Assume he makes $n$ calzones, each with a quality chosen i.i.d. from a normal distribution (he never improves at all). Asymptotically, what proportion of the calzones he makes are the best he had made so far?
My intuition says it should be something like $1/\sqrt{n}$?
On
We may assume without loss of generality that there is never a time where he makes a calzone exactly the same.
We can then make the simplification to the problem that of the $n$ calzones, they are each labeled $1,2,3,\dots,n$ in terms of value.
Rewording the question, we could ask instead "In a permutation $\sigma\in S_n$, how many $i$ satisfy $\sigma(i)>\sigma(j)$ for all $j<i$?"
Let $X_i$ be an indicator random variable $X_i=\begin{cases}1&\text{if}~\sigma(i)>\sigma(j)~\text{for all}~ j<i\\ 0&\text{otherwise}\end{cases}$
We have then $X=\sum\limits_{i=1}^n X_i$ is the random variable counting how many "best so far" occur.
$\mathbb{E}[X]=\mathbb{E}[\sum\limits_{i=1}^n X_i]=\sum\limits_{i=1}^n \mathbb{E}[X_i]$ by linearity of expectation.
In calculating each of these, note that given whatever $i$ numbers appear, each permutation of said $i$ numbers are equally likely. If $X_i=1$, that implies that the largest of which will be at the end.

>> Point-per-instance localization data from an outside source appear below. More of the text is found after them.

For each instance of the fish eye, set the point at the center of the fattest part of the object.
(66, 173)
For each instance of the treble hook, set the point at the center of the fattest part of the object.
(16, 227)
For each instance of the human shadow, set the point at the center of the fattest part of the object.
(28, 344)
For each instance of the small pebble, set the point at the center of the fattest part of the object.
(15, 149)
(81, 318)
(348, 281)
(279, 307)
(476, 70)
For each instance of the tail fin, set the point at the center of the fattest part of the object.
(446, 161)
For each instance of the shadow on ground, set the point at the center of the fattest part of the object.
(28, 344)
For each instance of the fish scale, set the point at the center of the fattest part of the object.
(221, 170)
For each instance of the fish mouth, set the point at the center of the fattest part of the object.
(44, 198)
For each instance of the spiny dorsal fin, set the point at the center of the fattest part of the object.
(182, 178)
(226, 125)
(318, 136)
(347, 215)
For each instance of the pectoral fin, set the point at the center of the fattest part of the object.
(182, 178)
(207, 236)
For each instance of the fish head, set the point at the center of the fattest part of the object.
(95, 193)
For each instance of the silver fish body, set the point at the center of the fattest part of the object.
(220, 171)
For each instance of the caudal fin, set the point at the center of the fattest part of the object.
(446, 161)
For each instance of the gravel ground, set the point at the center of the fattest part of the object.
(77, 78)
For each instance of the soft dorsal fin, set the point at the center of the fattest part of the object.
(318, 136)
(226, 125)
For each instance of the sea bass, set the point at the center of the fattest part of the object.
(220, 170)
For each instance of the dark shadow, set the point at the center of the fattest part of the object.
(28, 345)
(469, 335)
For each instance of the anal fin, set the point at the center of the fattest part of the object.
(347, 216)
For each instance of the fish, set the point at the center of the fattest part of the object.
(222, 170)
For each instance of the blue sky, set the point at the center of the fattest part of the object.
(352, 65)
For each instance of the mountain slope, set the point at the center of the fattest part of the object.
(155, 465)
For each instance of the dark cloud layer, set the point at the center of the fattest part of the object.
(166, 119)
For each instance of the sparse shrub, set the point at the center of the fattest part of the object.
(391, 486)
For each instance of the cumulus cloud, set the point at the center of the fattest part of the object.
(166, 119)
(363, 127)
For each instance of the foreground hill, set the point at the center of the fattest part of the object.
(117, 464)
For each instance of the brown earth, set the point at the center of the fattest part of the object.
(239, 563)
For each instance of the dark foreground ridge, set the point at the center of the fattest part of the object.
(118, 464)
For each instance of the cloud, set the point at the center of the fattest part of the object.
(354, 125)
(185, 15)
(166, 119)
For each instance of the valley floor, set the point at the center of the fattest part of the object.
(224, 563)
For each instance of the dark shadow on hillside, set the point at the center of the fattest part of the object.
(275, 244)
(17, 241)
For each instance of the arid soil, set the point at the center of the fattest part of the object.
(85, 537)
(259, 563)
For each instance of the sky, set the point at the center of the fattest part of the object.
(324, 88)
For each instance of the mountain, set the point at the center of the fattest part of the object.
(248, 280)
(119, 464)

We have then $\mathbb{E}[X_i]=\frac{(i-1)!}{i!}=\frac{1}{i}$
So, $\mathbb{E}[X]=\sum\limits_{i=1}^n \frac{1}{i}=H(n)$ is the $n^{th}$ harmonic number.
We make a calculation that answers your question, at least in the sense of expectation. Suppose that we make $n$ calzones in a row. Assume that for any two calzones $C_1$ and $C_2$, either $C_1$ is better than $C_2$ or the other way around (no ties).
For any $i$ from $1$ to $n$, let random variable $X_i$ be equal to $1$ if the $i$-th calzone is the best so far, and be equal to $0$ otherwise.
Let $Y=X_1+X_2+\cdots+X_n$. We find the expectation of $Y$, which by the linearity of expectation is $E(X_1)+E(X_2)+\cdots+E(X_n)$.
The probability that $X_i=1$ is $\dfrac{1}{i}$. This requires the assumption that one does not learn from experience, so all orders of quality among the first $i$ calzones are equally likely. Under that assumption, it follows that $$E(Y)=1+\frac{1}{2}+\cdots+\frac{1}{n}.$$
So $E(Y)$ is the $n$-th harmonic number $H_n$. It is well-approximated by $\ln n$.
The expected proportion of calzones that are "the best so far" is therefore $\dfrac{H_n}{n}$, which is approximately $\dfrac{\ln n}{n}$.